We provide scripts for downloading and processing [ExORL](https://github.com/denisyarats/exorl) and [OGBench](https://github.com/seohongpark/ogbench) datasets:
```
# OGBench
uv run -m scripts.data_processing.ogbench.extract_all --output_folder your_path_here
# ExORL
uv run -m scripts.data_processing.exorl.download --output_folder exorl_path_here
```

## Reproducing the experiments
### Toy2D
For showcasing failure mode FB on producing bad representation of new tasks, you need to run training on donut support dataset with
```
uv run fb_training_donut.py
```
This will save the pretrained FB model to the `fb_donut_model` directory.
Then, to visualize the results, run
```
uv run fb_toy2d_fb_visualize.py
```
This will save the results to the `fb_toy2d_simplified` directory.

### ZOL implementation
ZOL implementation is directly implemented in the `metamotivo/agents/fb/agent.py` with corresponding methods, which implement latent policy search.

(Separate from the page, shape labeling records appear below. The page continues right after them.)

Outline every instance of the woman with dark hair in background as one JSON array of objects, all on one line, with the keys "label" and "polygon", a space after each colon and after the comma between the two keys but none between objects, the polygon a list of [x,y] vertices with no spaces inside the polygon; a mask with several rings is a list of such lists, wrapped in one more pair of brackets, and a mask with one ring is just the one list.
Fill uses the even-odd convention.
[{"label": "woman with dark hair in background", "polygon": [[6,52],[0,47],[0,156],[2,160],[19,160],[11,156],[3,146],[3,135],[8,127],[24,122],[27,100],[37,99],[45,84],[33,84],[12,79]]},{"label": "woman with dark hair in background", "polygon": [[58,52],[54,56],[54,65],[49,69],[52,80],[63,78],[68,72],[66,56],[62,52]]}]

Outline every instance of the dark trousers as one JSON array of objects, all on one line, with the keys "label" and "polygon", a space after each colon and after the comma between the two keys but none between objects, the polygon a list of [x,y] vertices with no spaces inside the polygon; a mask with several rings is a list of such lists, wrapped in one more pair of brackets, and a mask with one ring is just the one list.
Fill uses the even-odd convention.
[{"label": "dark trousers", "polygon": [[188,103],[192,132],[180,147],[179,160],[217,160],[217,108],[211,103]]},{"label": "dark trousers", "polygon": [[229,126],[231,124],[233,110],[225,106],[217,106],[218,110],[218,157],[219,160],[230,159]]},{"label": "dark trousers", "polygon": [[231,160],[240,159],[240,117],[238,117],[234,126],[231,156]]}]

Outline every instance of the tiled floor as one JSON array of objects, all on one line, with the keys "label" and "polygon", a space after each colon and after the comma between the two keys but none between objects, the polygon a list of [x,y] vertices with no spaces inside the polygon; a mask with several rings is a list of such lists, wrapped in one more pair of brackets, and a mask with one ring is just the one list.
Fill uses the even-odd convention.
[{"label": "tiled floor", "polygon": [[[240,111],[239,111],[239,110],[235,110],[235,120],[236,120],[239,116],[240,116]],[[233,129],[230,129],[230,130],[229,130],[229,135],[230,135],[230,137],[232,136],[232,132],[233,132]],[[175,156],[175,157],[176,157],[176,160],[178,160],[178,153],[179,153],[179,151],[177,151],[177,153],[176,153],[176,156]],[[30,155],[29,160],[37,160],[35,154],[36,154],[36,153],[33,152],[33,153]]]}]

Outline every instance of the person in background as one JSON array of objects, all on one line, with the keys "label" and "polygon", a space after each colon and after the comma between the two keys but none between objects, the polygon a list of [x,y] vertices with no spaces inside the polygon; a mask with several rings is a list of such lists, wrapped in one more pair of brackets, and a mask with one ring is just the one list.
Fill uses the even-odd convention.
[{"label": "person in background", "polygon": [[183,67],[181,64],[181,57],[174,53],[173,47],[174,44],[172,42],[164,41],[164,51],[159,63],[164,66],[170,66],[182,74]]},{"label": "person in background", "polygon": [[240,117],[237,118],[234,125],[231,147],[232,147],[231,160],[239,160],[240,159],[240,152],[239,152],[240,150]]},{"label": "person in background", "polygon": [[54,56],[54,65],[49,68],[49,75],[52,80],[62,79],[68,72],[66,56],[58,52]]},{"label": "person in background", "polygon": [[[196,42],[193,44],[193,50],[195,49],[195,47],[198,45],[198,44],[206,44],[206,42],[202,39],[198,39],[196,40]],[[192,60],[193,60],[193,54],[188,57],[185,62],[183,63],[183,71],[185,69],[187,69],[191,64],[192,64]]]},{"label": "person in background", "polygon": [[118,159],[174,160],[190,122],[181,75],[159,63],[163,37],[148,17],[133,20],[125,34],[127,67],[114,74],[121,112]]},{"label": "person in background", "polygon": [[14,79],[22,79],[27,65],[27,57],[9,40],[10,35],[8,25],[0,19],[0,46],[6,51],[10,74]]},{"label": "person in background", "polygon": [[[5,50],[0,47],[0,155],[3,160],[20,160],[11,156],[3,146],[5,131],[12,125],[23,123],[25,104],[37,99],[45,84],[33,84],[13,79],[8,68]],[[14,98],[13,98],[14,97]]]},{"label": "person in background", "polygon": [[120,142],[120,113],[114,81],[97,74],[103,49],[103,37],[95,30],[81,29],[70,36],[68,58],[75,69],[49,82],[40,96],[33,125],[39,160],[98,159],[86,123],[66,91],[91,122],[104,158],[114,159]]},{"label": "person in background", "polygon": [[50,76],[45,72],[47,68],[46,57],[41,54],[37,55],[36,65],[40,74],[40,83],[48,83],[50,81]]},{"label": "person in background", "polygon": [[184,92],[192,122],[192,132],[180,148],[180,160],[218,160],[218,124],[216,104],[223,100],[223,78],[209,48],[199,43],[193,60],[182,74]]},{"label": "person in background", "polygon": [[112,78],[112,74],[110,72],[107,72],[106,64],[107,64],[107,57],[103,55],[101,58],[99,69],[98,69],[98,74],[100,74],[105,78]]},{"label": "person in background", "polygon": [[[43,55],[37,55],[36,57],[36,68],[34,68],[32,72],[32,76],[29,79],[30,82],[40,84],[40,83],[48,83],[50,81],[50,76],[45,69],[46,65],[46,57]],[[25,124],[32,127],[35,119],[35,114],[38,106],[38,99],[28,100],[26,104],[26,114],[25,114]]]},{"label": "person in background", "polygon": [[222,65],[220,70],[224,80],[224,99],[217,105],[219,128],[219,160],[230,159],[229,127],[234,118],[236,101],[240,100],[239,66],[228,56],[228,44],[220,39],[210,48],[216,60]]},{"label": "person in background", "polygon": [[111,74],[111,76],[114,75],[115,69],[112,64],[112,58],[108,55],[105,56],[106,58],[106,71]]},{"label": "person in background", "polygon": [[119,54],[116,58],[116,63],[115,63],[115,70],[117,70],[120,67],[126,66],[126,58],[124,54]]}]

After pretraining FB, you can sweep over different ZOL hyperparameters to choose best ones in the
```
uv run scripts/sweep_zol_ogbench.py
```
Or 
```
uv run scripts/sweep_zol_ogbench.py
```

### LoLA and ReLA
For final scores of LoLA and ReLA and best ZOL parameters, together with baseline, you need to run 
```
uv run scripts/eval_zol_dmc_all.py
```
Or 
```
uv run scripts/eval_zol_ogbench_all.py
```

### Baselines
In order to train other BFM baselines (HILP/TD-JEPA), you need to run corresponding scripts in `scripts/train` and find required launch script of model. By default, we log into wandb.
The launch options can be found in the bottom of each script.

This will sequentially run through a grid of experiments. Adding a `first_only` flag will only run the first experiment in the grid. By default, jobs are executed locally.

### Notebooks
Additionally, for visualizing the results, we provide notebooks in `notebooks` directory, together with the code for reproducing the results from the paper.